BEFORE VISITING the UAE in December, “I had never been in the Emirates and never even dreamed about this country.” But instantly, she said, she became inspired.
“I read the words of the founder of this country, His Highness Sheikh Zayed, on the walls of a museum I visited. This is what he said:
“‘The situation is constantly changing. A friend can become an enemy, and an enemy can become a friend. Life is fickle and changes like the weather or how you feel. We must be ready for the changes coming to us.’
‘It does not matter how many buildings, schools and hospitals we build or how many bridges we build. These are all material goods. The real spirit is beyond progress, it is the spirit of a person with his mind and abilities.’”

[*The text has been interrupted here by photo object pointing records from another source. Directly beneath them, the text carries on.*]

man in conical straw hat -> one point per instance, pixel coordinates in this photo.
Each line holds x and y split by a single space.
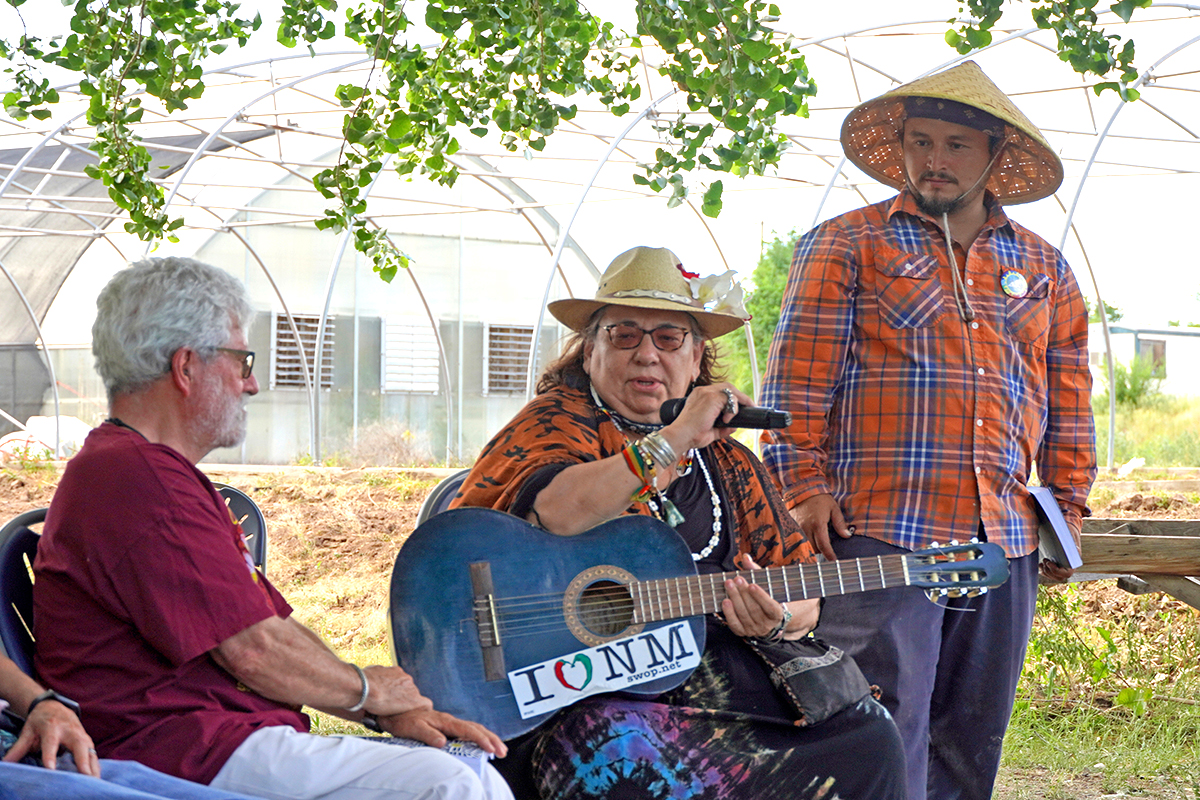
931 353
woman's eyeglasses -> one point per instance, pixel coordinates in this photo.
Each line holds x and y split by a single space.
245 356
625 336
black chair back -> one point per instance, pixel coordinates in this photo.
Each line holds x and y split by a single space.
438 499
18 546
252 522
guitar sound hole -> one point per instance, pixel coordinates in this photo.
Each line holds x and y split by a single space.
605 608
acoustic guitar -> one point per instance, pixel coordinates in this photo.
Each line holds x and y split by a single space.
502 623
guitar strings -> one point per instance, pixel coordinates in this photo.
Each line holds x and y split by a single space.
616 607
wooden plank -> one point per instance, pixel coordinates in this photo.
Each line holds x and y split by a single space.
1137 554
1143 527
1183 588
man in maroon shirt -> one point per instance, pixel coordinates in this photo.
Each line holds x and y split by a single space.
149 611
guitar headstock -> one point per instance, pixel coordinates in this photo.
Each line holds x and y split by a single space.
958 570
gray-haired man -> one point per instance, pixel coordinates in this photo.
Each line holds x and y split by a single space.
149 609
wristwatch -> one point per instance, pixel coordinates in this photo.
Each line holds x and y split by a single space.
51 695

Zhelninova said that those words for her were a call to action. She contacted David Berezin, CEO of Health Plus, and they decided to create the company.
ZHELNINOVA’s VISION is in line with the aim of the country’s top health officials.

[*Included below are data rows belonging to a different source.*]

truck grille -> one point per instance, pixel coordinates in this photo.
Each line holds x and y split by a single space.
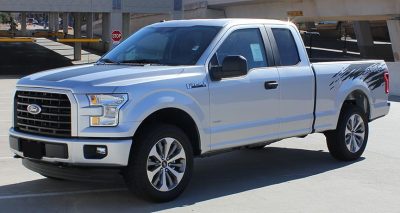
54 118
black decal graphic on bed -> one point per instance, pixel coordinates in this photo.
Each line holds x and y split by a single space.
371 73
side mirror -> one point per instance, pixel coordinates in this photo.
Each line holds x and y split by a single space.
232 66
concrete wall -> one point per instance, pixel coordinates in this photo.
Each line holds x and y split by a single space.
394 73
312 9
194 10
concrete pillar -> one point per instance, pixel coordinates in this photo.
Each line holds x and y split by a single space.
126 22
77 34
89 25
394 32
23 23
177 13
51 20
365 41
56 22
111 22
65 23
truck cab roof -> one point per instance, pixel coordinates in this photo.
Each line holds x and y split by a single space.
219 22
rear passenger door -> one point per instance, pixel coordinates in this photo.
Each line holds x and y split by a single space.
296 80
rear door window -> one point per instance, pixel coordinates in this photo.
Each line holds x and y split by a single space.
288 52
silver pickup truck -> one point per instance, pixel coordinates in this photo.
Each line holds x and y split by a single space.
177 90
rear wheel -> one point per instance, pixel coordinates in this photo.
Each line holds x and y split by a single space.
350 138
160 164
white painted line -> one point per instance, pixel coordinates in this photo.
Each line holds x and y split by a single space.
6 158
6 197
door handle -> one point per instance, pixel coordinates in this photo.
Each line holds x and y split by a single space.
271 85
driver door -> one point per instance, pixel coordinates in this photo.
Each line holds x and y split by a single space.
244 110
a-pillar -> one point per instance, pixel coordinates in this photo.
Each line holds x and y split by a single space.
77 34
23 23
394 32
65 23
365 41
111 22
89 25
177 13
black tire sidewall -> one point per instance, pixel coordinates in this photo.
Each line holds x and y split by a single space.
341 142
136 171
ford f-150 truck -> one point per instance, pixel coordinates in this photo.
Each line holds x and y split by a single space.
176 90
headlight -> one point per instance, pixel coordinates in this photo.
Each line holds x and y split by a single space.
111 104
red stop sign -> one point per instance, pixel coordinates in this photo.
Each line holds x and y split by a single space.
116 36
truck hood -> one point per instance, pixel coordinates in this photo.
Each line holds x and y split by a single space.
99 78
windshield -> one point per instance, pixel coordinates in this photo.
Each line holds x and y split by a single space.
163 45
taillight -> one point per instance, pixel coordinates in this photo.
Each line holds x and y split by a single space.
386 78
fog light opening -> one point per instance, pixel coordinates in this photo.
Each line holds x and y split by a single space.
95 151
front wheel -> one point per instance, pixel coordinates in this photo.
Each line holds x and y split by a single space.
349 140
160 164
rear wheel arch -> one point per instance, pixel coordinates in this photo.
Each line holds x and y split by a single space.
359 99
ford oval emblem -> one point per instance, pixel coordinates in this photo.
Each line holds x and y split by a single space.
33 109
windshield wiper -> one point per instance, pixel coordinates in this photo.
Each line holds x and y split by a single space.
107 61
142 62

Dr. Marwan Al Mulla, CEO of the Health Regulation Sector of the Dubai Health Authority, told the Post that the country’s Unified Healthcare Professional Qualification Requirements are more flexible than those in other countries, and he envisions that “it is natural now, since the Abraham Accords, with Israel leading in healthcare, that a lot of Israeli doctors will come here to work.”

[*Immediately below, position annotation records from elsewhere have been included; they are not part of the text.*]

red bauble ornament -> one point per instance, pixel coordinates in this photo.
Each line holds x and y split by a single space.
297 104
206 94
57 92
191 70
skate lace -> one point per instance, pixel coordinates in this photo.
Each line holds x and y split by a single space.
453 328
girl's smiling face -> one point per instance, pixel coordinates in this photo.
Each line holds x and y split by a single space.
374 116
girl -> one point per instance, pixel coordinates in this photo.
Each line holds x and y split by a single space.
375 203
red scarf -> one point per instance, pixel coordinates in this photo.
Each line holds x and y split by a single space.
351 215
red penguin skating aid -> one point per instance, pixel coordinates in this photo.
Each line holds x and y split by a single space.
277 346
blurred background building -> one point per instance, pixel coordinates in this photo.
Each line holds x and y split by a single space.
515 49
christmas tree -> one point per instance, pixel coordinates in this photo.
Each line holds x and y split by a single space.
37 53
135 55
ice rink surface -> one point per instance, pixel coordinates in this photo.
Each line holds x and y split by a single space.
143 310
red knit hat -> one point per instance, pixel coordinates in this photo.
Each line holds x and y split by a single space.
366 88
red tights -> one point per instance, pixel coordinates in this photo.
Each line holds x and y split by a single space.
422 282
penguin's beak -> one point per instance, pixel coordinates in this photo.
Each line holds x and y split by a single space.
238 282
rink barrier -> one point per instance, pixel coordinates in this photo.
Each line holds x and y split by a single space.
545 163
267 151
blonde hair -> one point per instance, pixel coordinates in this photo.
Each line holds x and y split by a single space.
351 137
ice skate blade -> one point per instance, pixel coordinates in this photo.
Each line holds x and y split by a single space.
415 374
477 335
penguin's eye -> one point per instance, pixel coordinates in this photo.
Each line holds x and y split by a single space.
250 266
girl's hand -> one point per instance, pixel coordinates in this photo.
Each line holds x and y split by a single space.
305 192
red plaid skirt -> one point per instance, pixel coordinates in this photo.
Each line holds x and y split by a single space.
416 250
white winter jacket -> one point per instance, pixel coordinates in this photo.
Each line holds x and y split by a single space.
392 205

He cited the April establishment by Aviv Scientific, the Israeli company that leads the field of research and treatment in the aging process, of a medical center in Dubai.
The center in Dubai is expected to employ 100 staff members and includes a multidisciplinary team of doctors, nurses, neuropsychologists, physiologists, dietitians, hyperbaric technicians, data and technology personnel, an article published earlier this year in the Post described.
Al Mulla said there is a shortage of nurses and doctors in the UAE, like in much of the rest of the world, including Israel, and the country is working hard to attract top healthcare professionals from abroad.
The UAE offers a 10-year “golden visa,” which some equate to a green card, which makes it easier to take up residency in the country.
“We will welcome all specialities,” Al Mulla said, noting that the Health Authority’s strategic plan includes bringing precision medicine, stem cell gene therapy and other innovative treatments to the UAE.
Pluristem, a Haifa-based regenerative medicine company whose core treatment is made from placenta cells, signed a deal in August of last year with Abu Dhabi Stem Cells Center to collaborate on the development of cell therapies.
At the Global Investment Forum, the CEO of Israel’s Immunia, which has built the largest proprietary data set in the world for clinical immunological data, shared that it already has an Emirati investor.
“I think collaboration with Israel, especially opening new centers in Dubai, will help us,” Al Mulla said.
Zhelninova’s vision does necessarily mean Israeli doctors would have to move to the UAE. Rather, her centers of excellence would focus on training the doctors already in the country to better utilize telemedicine, artificial intelligence, remote control devices, teleradiology, telepathology and more. In her model, doctors from abroad could also offer this care using these same techniques, meaning by phone or video.
Zhelninova said that she believes science and medicine are the foundation for peace in the Middle East.
“I love my profession from the bottom of my heart,” she told the Post, adding that when you are saving lives “there is no need to fight – it is that simple.”